Standing on the dancefloor a few minutes before cult d’n’b legend DJ Flight’s throwback set – described as ‘euphoric, soulful fire’ on the event page – I watch Husband shifting from side to side, gazing up, and ask him how he is. ‘I just want it to start’ he says with a puppydog smile, as organiser Josey Rebelle tweaked us with moody midtempo techno. ‘One more song til DJ Flight people’ MarshmeLLo says over the mic, I get a drink, and then the bottom end of the music drops out. A bouncy, bassless line of soul whirls above our head. To say Josey was warming us up feels wrong, it’s more like she was gradually compressing the club, ready for Flight to open the windows and let celestial light in.

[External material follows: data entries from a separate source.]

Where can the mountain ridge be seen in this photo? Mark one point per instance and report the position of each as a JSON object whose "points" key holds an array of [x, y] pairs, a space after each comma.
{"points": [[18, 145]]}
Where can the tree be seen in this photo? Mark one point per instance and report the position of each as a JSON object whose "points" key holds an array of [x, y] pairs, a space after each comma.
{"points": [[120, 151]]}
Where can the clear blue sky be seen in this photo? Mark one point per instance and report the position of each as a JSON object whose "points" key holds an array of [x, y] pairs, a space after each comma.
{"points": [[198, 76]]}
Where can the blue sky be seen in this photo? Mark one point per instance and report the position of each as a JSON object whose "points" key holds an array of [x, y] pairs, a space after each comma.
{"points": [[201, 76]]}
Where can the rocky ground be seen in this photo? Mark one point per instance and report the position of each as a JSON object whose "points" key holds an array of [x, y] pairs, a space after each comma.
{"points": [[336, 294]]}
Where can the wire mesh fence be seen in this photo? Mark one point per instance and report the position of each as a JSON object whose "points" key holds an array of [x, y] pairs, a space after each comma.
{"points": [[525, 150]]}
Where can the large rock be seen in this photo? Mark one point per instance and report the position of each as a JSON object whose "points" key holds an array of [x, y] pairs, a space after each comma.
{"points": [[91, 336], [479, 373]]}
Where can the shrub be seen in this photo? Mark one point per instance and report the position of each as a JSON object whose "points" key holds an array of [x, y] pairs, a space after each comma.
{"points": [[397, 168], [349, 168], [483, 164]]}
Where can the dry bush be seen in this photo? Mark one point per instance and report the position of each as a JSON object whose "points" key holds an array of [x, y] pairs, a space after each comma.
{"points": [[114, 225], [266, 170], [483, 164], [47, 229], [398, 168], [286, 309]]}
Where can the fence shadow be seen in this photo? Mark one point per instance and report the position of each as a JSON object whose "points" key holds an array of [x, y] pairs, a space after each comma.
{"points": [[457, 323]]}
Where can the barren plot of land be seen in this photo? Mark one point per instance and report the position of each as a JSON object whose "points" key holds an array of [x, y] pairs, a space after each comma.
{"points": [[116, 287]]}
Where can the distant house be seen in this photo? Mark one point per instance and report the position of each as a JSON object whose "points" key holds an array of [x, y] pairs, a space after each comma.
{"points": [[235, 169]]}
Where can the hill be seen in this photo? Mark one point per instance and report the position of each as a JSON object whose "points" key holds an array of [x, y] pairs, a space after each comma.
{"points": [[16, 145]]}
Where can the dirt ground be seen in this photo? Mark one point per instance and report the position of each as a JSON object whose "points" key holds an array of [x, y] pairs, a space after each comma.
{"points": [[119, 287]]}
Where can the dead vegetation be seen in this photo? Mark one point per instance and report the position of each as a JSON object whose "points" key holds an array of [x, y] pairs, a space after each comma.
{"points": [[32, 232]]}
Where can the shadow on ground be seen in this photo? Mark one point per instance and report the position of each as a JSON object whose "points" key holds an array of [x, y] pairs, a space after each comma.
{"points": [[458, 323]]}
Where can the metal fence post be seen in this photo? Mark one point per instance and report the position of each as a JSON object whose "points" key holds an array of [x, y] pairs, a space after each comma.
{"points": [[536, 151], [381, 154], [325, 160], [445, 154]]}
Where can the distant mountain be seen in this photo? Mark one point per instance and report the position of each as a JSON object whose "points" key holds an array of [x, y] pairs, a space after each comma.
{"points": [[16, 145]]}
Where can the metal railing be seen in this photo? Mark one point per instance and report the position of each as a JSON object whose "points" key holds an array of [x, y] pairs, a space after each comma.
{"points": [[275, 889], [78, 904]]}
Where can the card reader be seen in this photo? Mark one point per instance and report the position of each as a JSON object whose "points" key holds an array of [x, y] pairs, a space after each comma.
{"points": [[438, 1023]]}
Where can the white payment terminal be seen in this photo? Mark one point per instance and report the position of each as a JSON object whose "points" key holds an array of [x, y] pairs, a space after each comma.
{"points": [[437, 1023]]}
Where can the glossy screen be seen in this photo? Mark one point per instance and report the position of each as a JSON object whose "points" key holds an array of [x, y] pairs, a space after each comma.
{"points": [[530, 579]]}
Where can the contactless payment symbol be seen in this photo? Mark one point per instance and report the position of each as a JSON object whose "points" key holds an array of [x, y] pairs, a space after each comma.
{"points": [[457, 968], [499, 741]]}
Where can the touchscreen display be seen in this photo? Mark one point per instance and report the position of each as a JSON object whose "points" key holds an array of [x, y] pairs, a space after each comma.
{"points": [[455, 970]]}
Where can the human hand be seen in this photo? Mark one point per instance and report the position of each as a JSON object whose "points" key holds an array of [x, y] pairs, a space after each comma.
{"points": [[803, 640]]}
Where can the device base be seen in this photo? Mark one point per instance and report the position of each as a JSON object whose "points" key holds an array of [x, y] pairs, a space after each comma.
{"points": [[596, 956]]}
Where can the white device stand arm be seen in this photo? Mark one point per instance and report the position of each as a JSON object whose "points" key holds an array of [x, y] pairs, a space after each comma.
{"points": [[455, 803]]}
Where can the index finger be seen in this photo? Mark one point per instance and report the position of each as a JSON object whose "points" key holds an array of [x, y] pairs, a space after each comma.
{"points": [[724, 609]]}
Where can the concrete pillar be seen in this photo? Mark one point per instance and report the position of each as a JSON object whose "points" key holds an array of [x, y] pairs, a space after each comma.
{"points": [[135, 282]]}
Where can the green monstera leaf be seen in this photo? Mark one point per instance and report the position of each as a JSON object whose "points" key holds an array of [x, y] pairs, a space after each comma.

Sadly I got a weird feeling in my stomach halfway through the set and retreated to the Pickle Factory’s side bar for a LOVELY chat, but what I remember of it was gorgeous. And then Fauzia detonates the roof, like when #ENDGAMESPOILERS# Thanos blows the Avengers Mansion out of a terrestrial colour scheme, Dubstep, Footwork, Grime and Breakbeat cuts fly with the giddy choreography of a superhero fight. The fact that the following tracks fit naturally in the same, intuitive 90 minute set should demonstrate what I mean, it was one of those sets that remind you just how exciting a DJ can be.
Having said all of that, my favourite set of the night was at the first start, before Husband and Wife joined me on the dancefloor, from MarshmeLLo, right at the start. There were about 10 people on the dancefloor when I arrived, but she played music so delicious and confident that it didn’t feel like a warm up set (see the tune below). It was a therapeutic experience that would have worked on its own, massaging us out of our London awkwardness. Her presence through the rest of the night as an mc really cherried it for me, ‘la-di-da-di’-ing with an audible grin over the most intense jungle cuts, as Wife jumped up and down on the spot, it was just great. MarshmeLLo also gave me the perfect quote to clumsily steer this review back to the political issues at the centre of great club night – the best I’ve attended in London in years – gazing over the gradually swelling, tentative crowd ‘don’t be afraid to make a noise, this is your space.’